Przemysł erotyczny kwitnie. W „realu” i „wirtualu”. Codziennie na całym świecie po erotyczne doznania klikają miliony osób. Dla rozrywki, dla zabawy, dla orgazmu... Kim są ci ludzie i czy faktycznie są to wyłącznie mężczyźni?
Stereotypowy użytkownik portali erotycznych to rozgorączkowany burzą hormonów nastolatek lub niezbyt zadbany i zadowolony z życia (i pożycia), lecz dojrzały już pan. I pewnie jest w tym ziarno prawdy, lecz z badań przeprowadzonych przez Gemius na zlecenie Polskiej Kompanii Reklamowej, wynika coś zgoła innego. Badaniu poddano witryny należące do potentata na polskim rynku erotycznym – Pink Poland. Co z tego wynikło?

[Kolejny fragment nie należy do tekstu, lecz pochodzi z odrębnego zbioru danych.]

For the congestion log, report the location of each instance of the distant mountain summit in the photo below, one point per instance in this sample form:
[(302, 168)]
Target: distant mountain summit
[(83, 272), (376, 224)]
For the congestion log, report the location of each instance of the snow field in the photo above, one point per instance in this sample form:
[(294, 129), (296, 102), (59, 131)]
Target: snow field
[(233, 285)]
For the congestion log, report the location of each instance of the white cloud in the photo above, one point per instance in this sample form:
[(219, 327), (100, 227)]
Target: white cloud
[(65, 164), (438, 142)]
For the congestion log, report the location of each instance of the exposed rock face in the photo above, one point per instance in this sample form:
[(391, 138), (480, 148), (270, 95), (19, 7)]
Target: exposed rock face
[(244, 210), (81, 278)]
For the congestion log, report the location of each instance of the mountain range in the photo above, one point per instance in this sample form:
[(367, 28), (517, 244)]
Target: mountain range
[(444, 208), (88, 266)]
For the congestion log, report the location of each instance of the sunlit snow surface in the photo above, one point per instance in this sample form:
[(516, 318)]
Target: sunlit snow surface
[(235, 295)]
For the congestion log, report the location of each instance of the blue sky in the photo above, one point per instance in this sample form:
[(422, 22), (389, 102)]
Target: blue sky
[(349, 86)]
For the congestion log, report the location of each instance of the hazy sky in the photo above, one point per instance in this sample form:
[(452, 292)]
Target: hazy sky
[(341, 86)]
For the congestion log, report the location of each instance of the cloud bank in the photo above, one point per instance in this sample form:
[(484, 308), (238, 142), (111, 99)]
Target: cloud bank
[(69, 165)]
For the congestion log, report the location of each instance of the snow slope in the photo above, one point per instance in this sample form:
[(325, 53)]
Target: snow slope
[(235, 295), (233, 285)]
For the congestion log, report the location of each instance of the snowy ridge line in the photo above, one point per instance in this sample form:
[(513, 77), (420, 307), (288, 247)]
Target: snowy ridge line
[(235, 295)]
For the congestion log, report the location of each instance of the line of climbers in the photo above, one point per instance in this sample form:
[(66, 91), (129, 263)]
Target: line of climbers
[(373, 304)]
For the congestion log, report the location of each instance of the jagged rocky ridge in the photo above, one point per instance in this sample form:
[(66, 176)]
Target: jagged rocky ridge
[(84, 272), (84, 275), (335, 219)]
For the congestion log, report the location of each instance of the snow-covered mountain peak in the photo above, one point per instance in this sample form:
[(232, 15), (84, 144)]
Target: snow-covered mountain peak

Przede wszystkim należy zdać sobie sprawę z tego, że z portali erotycznych chętnie i często korzystają kobiety o sporej rozpiętości wiekowej, lecz głównie młode (od 15 do 45 lat). Mit faceta - grupy docelowej przemysły erotycznego, obalony! Według wspominanych badań kobiety stanowią około 12,51% wszystkich użytkowników portali erotycznych. Przedstawicielki płci pięknej na przeglądaniu treści o tematyce erotycznej w internecie, spędzają 1 godzinę i 1 minutę w miesiącu, to wciąż o około 40 minut miesięcznie mniej niż mężczyźni, lecz nawet ten wynik dla wielu może okazać się zaskakujący. Przełamuje on bowiem stereotypowe myślenie o kobiecych potrzebach seksualnych, które często uznawane są za znacznie mniejsze i mniej wyuzdane od potrzeb mężczyzn. Eksperci komentują, że kobieca obecność na portalach erotycznych to trend, który będzie się nasilać. Dlaczego? Czy w końcu powoli zaczynamy zrzucać z siebie kulturowe i osobiste zahamowania, by w pełni cieszyć się własną seksualnością? Czy w sypialni nam się nudzi? A może kieruje nami zwykła ludzka ciekawość? Powodów zapewne może być wiele, ważne jest jednak to, że zaczynamy przełamywać stereotypy w myśleniu o seksie z perspektywy kobiet. Bo kobieta, podobnie jak mężczyzna, swoje potrzeby ma, te realne i te wirtualne, więc czas zrzucić z siebie płaszczyk wstydu i zahamowań!